Entrance from the stairs on the left. In the sky hang heavy
clouds through which thin, golden lines of sunset are just
beginning to labour. DAVID is discovered on a bench, hugging his
violin-case to his breast, gazing moodily at the sky. A muffled
sound of applause comes up from below and continues with varying
intensity through the early part of the scene. Through it comes
the noise of the elevator ascending. MENDEL steps out and hurries
forward.
MENDEL
Come down, David! Don't you hear them shouting for you?
[He passes his hand over the wet bench.] Good heavens! You will get rheumatic fever!
DAVID
Why have you followed me?
MENDEL
Get up-everything is still damp.
DAVID [Rising, gloomily]
Yes, there's a damper over everything.
MENDEL
Nonsense-the rain hasn't damped your triumph in the least. In fact, the more delicate effects wouldn't have gone so well in the open air. Listen!
DAVID
Let them shout. Who told you I was up here?
MENDEL
Miss Revendal, of course.
DAVID [Agitated]
Miss Revendal? How should she know?
MENDEL [Sullenly]
She seems to understand your crazy ways.
DAVID [Passing his hand over his eyes]
Ah, you never understood me, uncle.... How did she look? Was she pale?
MENDEL
Never mind about Miss Revendal. Pappelmeister wants you-the people insist on seeing you. Nobody can quiet them.
DAVID
They saw me all through the symphony in my place in the orchestra.
MENDEL
They didn't know you were the composer as well as the first violin.

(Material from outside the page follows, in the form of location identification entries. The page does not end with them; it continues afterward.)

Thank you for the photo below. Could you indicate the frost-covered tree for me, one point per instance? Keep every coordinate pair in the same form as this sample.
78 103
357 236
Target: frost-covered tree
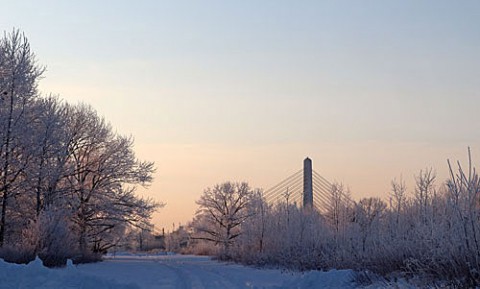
222 210
19 75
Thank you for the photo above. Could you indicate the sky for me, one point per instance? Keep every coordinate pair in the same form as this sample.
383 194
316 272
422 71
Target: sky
216 91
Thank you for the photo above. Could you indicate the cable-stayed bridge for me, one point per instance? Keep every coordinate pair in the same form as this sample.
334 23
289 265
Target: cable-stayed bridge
305 188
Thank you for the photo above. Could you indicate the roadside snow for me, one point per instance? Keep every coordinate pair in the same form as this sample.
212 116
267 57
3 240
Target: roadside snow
167 271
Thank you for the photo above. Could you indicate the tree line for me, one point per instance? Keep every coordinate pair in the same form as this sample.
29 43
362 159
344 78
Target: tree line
67 179
432 232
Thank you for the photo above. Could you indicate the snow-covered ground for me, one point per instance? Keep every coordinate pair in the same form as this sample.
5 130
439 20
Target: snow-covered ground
172 271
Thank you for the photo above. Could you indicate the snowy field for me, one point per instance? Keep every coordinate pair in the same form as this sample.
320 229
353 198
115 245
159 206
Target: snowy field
173 271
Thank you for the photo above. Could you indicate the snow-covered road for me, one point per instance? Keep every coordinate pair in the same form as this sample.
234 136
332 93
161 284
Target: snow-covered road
173 271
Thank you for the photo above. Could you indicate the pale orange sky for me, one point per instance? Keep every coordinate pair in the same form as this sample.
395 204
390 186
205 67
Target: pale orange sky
245 90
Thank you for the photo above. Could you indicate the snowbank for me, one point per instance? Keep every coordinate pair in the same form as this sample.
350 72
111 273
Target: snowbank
35 275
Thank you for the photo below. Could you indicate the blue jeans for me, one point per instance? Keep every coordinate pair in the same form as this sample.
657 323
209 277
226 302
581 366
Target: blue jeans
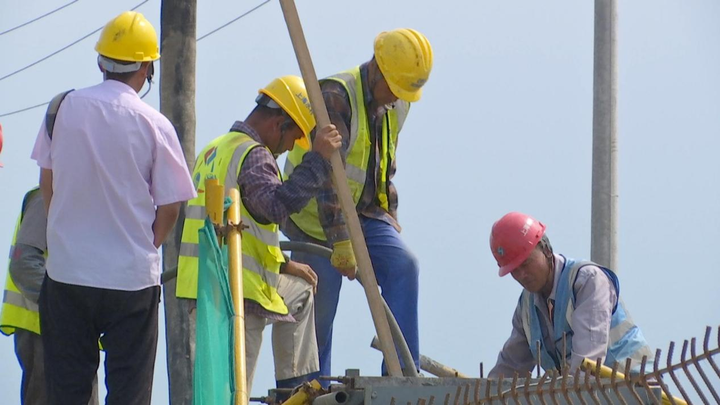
396 270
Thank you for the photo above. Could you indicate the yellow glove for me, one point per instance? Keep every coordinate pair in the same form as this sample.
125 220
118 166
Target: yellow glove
343 258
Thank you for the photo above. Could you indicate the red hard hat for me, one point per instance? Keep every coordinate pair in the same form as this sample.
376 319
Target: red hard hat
1 143
513 238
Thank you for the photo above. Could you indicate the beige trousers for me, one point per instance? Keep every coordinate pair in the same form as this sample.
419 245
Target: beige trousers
294 343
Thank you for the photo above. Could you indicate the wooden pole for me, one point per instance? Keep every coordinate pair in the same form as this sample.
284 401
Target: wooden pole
236 288
177 102
343 191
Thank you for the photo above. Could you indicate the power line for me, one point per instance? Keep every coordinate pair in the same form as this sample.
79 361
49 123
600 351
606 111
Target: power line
233 20
38 18
198 40
59 50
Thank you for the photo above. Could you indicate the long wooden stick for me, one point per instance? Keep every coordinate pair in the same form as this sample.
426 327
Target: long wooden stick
343 191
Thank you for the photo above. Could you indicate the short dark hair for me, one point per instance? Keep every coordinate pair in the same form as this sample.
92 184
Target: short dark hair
121 77
545 246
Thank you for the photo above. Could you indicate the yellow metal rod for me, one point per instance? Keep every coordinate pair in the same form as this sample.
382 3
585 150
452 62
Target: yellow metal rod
236 287
214 200
606 372
303 397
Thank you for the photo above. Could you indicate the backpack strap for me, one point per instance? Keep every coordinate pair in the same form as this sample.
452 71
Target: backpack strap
52 110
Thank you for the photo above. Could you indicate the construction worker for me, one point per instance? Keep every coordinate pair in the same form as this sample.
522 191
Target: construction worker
276 290
19 315
561 296
113 177
368 104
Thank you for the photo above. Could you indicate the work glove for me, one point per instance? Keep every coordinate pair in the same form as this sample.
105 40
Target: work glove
343 259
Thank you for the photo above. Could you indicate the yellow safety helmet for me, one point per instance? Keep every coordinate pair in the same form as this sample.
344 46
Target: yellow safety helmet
405 59
290 94
129 37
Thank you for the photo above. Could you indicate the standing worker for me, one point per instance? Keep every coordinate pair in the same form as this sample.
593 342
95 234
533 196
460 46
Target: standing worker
113 178
561 296
276 290
368 104
19 316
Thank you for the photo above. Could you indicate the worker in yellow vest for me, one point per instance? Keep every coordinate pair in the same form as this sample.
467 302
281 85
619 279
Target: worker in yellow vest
368 104
276 290
19 316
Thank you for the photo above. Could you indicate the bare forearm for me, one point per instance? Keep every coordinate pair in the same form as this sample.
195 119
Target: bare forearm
165 218
46 187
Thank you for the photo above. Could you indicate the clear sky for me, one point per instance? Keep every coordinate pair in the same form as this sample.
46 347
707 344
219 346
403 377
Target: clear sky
505 124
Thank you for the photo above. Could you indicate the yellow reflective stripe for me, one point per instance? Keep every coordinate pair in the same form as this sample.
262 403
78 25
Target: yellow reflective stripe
266 236
15 298
289 167
189 249
232 171
250 263
195 212
355 173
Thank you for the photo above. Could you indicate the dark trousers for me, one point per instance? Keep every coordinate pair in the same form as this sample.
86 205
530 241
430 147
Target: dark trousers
73 318
29 351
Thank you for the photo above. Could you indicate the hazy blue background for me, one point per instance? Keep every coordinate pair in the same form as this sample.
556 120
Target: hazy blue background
505 124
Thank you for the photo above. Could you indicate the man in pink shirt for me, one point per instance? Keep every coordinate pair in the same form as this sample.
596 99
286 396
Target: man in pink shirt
561 296
113 178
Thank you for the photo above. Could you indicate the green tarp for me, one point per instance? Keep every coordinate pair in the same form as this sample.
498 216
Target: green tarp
214 376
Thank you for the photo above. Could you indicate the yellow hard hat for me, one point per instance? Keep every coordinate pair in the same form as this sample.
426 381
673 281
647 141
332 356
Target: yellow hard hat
129 37
289 93
405 59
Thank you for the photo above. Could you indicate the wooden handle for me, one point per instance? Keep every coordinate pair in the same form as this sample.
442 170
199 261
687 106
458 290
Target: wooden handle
343 191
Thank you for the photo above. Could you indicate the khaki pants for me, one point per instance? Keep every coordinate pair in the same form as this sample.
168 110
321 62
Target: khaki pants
294 344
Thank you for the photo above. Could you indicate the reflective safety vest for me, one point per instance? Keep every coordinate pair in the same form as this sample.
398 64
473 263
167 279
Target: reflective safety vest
625 340
356 163
18 312
261 254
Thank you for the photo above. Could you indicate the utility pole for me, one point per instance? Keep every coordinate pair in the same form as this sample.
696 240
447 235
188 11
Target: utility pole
604 167
177 102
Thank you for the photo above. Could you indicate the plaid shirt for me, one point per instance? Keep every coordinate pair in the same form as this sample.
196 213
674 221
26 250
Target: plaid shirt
338 105
270 200
266 197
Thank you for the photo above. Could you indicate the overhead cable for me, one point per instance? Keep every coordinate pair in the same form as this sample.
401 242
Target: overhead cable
198 40
38 18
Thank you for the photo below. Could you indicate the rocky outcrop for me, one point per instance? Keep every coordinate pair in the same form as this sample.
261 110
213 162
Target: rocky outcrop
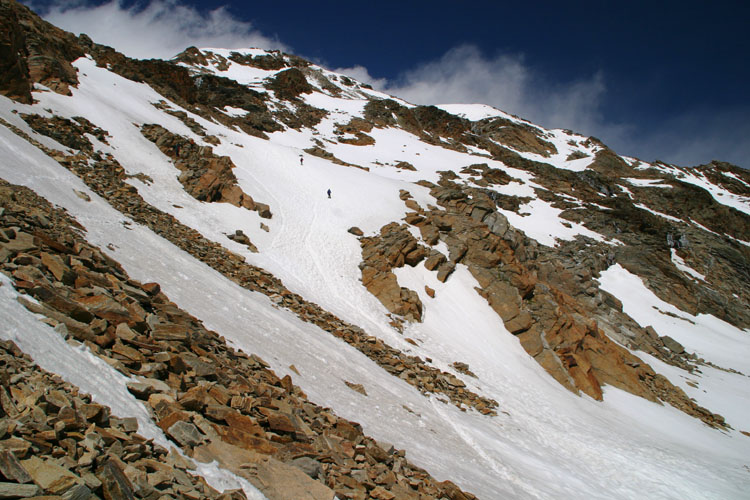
15 81
393 248
212 401
56 441
553 327
358 128
289 84
70 133
205 176
519 136
34 52
106 179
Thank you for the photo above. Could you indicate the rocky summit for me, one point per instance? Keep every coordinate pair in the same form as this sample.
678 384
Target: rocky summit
237 274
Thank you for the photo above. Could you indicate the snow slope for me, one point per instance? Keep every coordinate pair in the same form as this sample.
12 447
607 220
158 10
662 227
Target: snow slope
545 443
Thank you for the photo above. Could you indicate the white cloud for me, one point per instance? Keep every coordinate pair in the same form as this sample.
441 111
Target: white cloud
362 75
464 75
160 29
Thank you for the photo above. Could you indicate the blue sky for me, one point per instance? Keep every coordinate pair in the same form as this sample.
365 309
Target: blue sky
666 81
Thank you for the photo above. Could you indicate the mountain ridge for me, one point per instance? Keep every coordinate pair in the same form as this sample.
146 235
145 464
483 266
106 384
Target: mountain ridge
469 217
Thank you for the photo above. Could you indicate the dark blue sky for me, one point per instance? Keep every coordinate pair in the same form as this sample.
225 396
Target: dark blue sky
668 80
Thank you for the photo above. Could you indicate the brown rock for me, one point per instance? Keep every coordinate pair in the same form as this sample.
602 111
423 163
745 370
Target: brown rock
11 468
115 485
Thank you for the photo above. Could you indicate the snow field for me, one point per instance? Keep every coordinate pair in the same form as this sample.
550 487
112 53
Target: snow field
549 444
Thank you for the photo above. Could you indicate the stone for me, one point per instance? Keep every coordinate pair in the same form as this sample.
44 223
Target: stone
169 332
309 466
11 468
50 476
672 345
15 490
185 433
356 387
115 485
434 261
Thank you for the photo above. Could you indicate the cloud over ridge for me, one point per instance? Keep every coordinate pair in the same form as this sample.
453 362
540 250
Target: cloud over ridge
159 29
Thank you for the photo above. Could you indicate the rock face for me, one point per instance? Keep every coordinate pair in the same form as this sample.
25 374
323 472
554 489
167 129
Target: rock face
34 52
290 83
107 181
205 176
394 248
15 81
214 402
552 326
56 441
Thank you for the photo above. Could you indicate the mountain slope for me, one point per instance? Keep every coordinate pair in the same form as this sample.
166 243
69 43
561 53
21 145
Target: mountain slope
564 226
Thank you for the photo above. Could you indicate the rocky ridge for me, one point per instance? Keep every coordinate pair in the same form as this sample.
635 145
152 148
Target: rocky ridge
107 180
212 401
55 441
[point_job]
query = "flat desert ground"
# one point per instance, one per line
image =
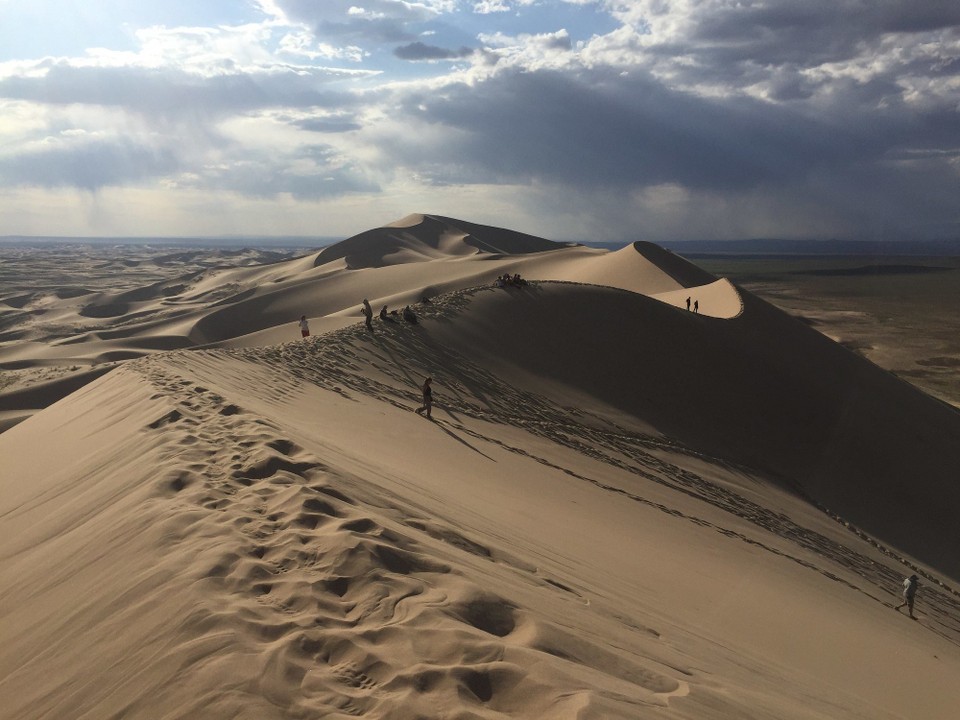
(619, 508)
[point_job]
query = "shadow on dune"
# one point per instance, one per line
(761, 389)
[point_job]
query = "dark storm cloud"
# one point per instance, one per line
(601, 131)
(600, 128)
(327, 125)
(420, 51)
(812, 32)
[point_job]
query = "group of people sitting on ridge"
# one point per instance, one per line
(508, 280)
(389, 316)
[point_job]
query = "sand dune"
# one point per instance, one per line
(617, 510)
(255, 304)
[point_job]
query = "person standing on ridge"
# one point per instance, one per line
(909, 591)
(427, 392)
(368, 313)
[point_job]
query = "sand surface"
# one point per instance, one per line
(619, 509)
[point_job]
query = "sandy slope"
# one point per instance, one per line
(610, 515)
(49, 332)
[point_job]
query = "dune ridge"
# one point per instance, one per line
(619, 509)
(254, 304)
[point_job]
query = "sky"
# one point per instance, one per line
(596, 120)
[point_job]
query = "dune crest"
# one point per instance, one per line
(619, 508)
(418, 238)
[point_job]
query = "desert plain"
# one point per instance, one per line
(620, 508)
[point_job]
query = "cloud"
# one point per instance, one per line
(599, 131)
(377, 21)
(87, 164)
(420, 51)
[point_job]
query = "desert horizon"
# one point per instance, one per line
(650, 485)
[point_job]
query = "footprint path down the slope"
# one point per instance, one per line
(345, 604)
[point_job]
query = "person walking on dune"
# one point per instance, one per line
(427, 392)
(368, 313)
(909, 591)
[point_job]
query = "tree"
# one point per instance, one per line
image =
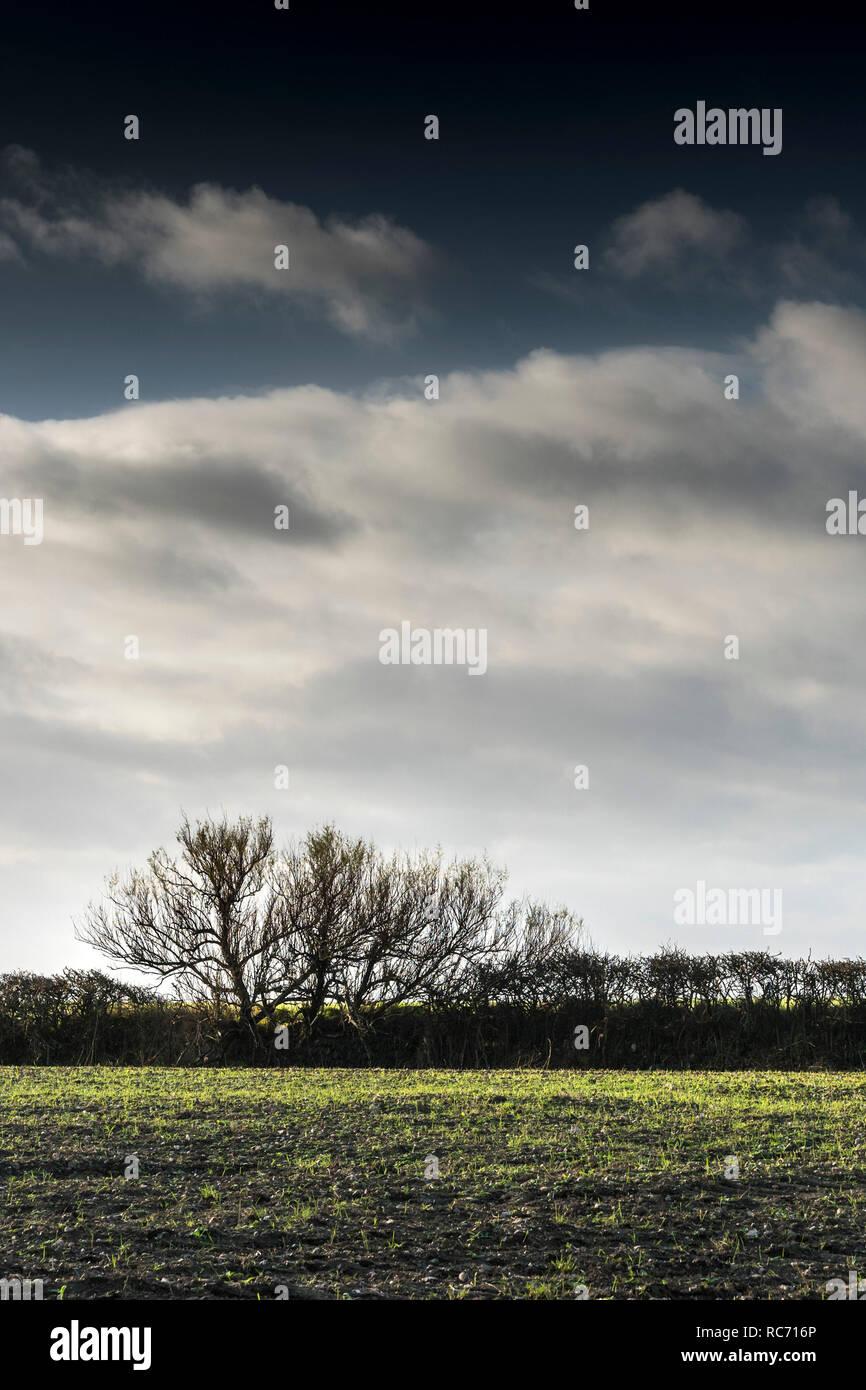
(203, 920)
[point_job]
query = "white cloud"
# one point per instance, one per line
(605, 647)
(669, 234)
(363, 275)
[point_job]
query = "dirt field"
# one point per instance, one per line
(321, 1184)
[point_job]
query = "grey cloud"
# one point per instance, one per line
(363, 275)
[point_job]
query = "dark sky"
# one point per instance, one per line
(605, 648)
(553, 124)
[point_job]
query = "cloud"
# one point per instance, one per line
(605, 647)
(669, 235)
(363, 275)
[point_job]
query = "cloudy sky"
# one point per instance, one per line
(263, 388)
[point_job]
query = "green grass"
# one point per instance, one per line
(314, 1180)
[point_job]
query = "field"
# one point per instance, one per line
(320, 1183)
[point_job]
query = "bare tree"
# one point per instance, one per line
(203, 920)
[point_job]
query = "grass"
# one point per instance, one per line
(313, 1182)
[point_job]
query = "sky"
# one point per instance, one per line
(167, 648)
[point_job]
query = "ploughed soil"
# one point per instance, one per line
(282, 1183)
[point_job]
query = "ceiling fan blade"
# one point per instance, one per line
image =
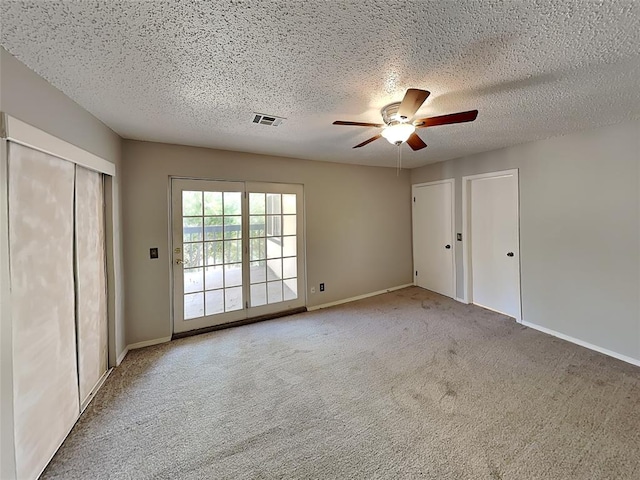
(415, 142)
(368, 141)
(412, 101)
(358, 124)
(449, 119)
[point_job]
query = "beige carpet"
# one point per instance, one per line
(404, 385)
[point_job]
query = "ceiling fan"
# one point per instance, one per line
(398, 127)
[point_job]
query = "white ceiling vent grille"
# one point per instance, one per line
(270, 120)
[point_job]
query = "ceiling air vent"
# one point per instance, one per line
(270, 120)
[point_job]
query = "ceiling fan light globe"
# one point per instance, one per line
(398, 133)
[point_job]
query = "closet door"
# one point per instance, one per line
(45, 376)
(91, 287)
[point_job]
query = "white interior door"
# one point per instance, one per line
(433, 245)
(495, 252)
(238, 251)
(45, 379)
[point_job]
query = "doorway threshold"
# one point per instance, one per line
(238, 323)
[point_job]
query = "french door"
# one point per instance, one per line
(238, 251)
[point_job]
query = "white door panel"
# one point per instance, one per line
(495, 255)
(433, 245)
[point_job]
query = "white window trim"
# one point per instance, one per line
(22, 133)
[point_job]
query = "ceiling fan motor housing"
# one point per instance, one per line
(390, 114)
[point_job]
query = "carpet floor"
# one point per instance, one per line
(407, 384)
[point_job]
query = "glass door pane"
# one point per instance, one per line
(273, 273)
(237, 251)
(208, 253)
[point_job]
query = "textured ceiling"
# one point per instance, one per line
(192, 72)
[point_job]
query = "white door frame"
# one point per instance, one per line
(451, 181)
(466, 245)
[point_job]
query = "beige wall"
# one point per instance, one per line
(28, 97)
(579, 231)
(358, 224)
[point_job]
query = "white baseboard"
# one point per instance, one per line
(122, 355)
(582, 343)
(359, 297)
(148, 343)
(95, 389)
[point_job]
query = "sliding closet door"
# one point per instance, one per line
(91, 286)
(45, 376)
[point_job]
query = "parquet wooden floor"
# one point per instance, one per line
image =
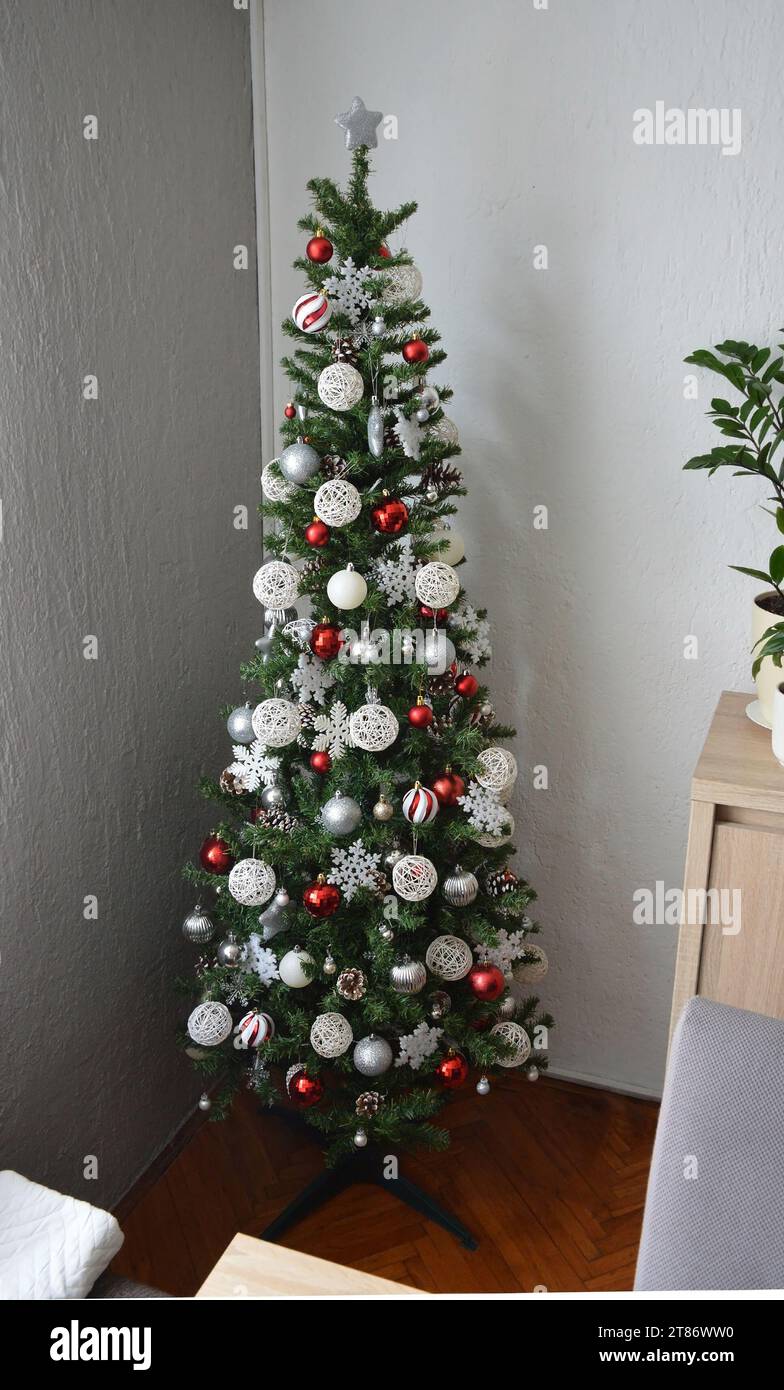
(549, 1176)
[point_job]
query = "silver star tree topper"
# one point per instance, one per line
(359, 125)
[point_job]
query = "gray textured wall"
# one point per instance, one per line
(116, 259)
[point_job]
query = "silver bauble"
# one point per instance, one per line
(341, 815)
(239, 726)
(373, 1055)
(231, 952)
(438, 652)
(376, 430)
(299, 463)
(198, 927)
(271, 797)
(460, 887)
(407, 976)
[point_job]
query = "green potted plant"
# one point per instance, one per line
(754, 431)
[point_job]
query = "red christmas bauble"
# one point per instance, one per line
(216, 855)
(305, 1090)
(438, 615)
(317, 534)
(452, 1070)
(420, 715)
(321, 898)
(466, 685)
(448, 786)
(416, 350)
(389, 516)
(487, 982)
(325, 641)
(320, 249)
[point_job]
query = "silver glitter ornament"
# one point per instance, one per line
(373, 1055)
(239, 726)
(407, 976)
(299, 463)
(198, 927)
(460, 887)
(231, 952)
(341, 815)
(376, 430)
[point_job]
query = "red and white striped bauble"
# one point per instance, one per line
(312, 312)
(253, 1029)
(420, 805)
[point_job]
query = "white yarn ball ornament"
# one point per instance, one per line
(515, 1036)
(275, 584)
(252, 883)
(449, 958)
(437, 584)
(274, 485)
(331, 1034)
(210, 1023)
(496, 769)
(337, 502)
(373, 727)
(339, 385)
(414, 877)
(346, 588)
(275, 722)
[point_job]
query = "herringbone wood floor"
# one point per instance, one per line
(549, 1176)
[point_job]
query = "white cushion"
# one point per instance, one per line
(50, 1246)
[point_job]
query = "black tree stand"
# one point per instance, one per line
(367, 1165)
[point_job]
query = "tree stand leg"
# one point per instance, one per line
(367, 1165)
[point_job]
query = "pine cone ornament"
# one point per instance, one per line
(367, 1104)
(345, 350)
(350, 984)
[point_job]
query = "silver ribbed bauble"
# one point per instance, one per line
(299, 463)
(239, 726)
(231, 952)
(341, 815)
(373, 1055)
(407, 976)
(460, 887)
(198, 927)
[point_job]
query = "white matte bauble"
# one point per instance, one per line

Now Miss Revendal has told them.
[Louder applause.] There! Eleven minutes it has gone on-like for an office-seeker. You must come and show yourself.
DAVID
I won't-I'm not an office-seeker. Leave me to my misery.
MENDEL
Your misery? With all this glory and greatness opening before you? Wait till you're my age--
[Shouts of "QUIXANO!"] You hear! What is to be done with them?
DAVID
Send somebody on the platform to remind them this is the interval for refreshments!
MENDEL
Don't be cynical. You know your dearest wish was to melt these simple souls with your music. And now--
DAVID
Now I have only made my own stony.
MENDEL
You are right. You are stone all over-ever since you came back home to us. Turned into a pillar of salt, mother says-like Lot's wife.
DAVID
That was the punishment for looking backward. Ah, uncle, there's more sense in that old Bible than the Rabbis suspect. Perhaps that is the secret of our people's paralysis-we are always looking backward.
[He drops hopelessly into an iron garden-chair behind him. ]
MENDEL [Stopping him before he touches the seat]
Take care-it's sopping wet. You don't look backward enough.
[He takes out his handkerchief and begins drying the chair. ]
DAVID [Faintly smiling]
I thought you wanted the salt to melt.